Many had expected bitcoin and other digital assets to trade independently from equity and other financial markets. This may one day become the case, but the move now is still into the most traditional “safe havens.” While many reason that cryptocurrencies should be a “safe haven” play, like gold or even more secure than precious metals, cryptocurrency reactions have shown themselves to be more correlated with risk-sensitive equities such as tech stocks. Cryptos have been in decline so far this year as interest rates have been rising and political tensions within countries and between countries have become tenser.
By the Summer of 2021, Russia became the second-largest exporter of oil to the U.S. after Canada. Post-pandemic consumption has been rising to pre-pandemic levels and the U.S. production is still well behind the country’s usage.
U.S. imports of crude and refined petroleum products from its sometimes adversary surged 23% in May last year to 844,000 barrels a day from the prior month. This is when Russia took the number two spot from Mexico.
Gold reached its highest level in nearly nine months after the Russian lawmaker vote, before it pulled back. Investors are watching developments in the crisis between the two countries and even listening to reactions of other countries that may be drawn into a conflict.

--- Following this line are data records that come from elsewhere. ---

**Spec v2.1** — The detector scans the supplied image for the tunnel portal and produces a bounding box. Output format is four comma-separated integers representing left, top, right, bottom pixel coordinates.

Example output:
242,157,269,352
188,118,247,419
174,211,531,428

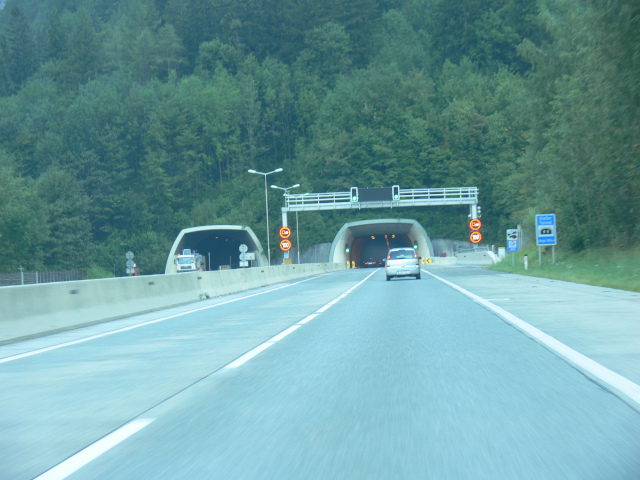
165,225,268,273
329,218,433,268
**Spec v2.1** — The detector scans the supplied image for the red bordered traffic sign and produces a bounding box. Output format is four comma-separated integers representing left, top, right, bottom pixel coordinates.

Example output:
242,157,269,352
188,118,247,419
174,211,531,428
279,227,291,238
280,238,291,252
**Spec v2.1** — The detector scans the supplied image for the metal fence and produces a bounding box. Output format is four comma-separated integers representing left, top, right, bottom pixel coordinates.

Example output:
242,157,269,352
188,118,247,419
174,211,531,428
0,270,88,287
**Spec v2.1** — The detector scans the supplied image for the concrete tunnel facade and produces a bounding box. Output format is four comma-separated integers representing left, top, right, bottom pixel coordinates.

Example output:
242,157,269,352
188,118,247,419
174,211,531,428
329,218,433,267
164,225,268,273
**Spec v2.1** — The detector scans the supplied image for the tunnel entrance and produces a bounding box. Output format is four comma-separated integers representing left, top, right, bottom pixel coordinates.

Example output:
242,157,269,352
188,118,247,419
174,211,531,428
330,219,433,268
165,225,267,273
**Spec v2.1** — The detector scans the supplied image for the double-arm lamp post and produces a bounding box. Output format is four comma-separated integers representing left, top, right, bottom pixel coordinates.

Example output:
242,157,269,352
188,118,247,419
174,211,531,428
249,168,282,265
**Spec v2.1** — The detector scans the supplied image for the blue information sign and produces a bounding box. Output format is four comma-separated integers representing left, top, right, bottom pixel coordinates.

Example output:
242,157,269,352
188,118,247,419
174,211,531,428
536,213,556,245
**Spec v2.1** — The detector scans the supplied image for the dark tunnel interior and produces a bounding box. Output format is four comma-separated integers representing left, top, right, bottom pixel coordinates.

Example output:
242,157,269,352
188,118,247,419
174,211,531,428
348,234,413,268
176,230,259,270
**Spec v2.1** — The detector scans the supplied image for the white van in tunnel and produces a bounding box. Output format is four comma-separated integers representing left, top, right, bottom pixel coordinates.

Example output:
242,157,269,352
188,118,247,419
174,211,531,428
385,247,420,281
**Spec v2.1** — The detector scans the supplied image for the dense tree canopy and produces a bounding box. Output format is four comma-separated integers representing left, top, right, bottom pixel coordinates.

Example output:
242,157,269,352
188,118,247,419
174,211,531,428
0,0,640,273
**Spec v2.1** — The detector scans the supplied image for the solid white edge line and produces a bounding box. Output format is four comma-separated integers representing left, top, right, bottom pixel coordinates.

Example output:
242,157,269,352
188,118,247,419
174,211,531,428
423,270,640,412
224,342,275,368
0,273,327,364
296,313,318,325
34,418,155,480
269,325,300,343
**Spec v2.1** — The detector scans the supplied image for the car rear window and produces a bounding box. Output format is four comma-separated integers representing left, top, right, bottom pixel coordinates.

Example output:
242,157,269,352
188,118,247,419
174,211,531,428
389,249,416,260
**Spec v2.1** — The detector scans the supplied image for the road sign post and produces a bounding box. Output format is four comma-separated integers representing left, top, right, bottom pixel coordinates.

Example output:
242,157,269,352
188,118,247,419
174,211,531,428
536,213,557,266
507,228,519,267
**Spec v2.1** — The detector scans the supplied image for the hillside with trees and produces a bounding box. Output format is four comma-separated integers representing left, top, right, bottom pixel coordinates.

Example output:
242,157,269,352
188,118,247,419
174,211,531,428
0,0,640,273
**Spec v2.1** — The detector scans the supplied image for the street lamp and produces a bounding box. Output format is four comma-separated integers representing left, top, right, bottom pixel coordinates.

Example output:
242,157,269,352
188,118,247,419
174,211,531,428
271,183,300,265
249,168,282,265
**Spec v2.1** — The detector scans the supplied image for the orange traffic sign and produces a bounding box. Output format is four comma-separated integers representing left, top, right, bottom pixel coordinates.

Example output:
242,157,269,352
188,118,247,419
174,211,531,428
280,238,291,252
280,227,291,238
469,232,482,243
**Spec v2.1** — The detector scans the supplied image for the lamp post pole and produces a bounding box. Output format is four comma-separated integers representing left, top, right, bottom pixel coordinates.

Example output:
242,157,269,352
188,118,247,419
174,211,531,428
271,183,300,263
249,168,282,265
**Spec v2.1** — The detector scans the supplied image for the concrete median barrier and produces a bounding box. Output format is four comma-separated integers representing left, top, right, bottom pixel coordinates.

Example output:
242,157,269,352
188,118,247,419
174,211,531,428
0,263,344,344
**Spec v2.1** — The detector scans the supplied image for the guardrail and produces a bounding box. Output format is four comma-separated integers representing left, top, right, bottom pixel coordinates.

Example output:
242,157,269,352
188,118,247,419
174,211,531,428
0,263,345,343
0,270,87,287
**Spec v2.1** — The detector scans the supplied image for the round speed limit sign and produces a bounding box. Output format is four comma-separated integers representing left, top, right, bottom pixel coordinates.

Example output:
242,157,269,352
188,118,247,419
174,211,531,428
280,239,291,252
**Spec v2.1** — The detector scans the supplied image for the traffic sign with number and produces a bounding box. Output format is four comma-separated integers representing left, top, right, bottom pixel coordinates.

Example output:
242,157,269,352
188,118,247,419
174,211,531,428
280,227,291,238
280,238,291,252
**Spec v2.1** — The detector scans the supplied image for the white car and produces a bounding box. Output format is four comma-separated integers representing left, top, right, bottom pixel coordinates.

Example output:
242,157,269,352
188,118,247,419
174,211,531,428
384,247,420,281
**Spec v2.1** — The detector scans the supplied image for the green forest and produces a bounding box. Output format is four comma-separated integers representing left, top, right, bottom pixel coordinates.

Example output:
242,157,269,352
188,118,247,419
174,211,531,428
0,0,640,274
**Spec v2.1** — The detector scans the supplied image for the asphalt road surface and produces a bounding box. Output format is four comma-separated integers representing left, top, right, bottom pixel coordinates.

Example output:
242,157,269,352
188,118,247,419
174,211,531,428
0,269,640,480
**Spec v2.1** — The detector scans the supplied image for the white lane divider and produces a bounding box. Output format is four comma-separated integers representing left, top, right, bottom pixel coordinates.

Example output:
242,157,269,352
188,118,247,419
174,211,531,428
0,274,326,364
34,418,155,480
224,271,376,369
422,270,640,412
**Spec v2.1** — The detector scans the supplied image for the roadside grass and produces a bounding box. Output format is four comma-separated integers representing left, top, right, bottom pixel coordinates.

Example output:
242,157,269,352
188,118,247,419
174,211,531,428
488,246,640,292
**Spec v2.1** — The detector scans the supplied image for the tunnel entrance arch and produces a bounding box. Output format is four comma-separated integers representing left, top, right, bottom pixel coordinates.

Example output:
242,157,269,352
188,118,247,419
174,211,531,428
282,185,480,262
164,225,268,273
329,218,433,267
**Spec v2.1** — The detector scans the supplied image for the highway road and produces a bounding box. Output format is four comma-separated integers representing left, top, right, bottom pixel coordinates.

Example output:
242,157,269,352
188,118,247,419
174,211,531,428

Spot gold is hovering around $1,900 per ounce by, having hit its highest since June 1 at $1,913.89.
A reallocation based on political tensions has taught investors that cryptocurrencies don’t offer the safe haven protection of other assets. The move from crypto and equities to gold and even U.S. Treasuries has traditionally been the play. In this case oil is benefitting from other factors which have caused many to expect an even more pronounced reaction. In the past, as the extent of tensions becomes more predictable, investors tend to move back to the perceived riskier assets to benefit from the dip.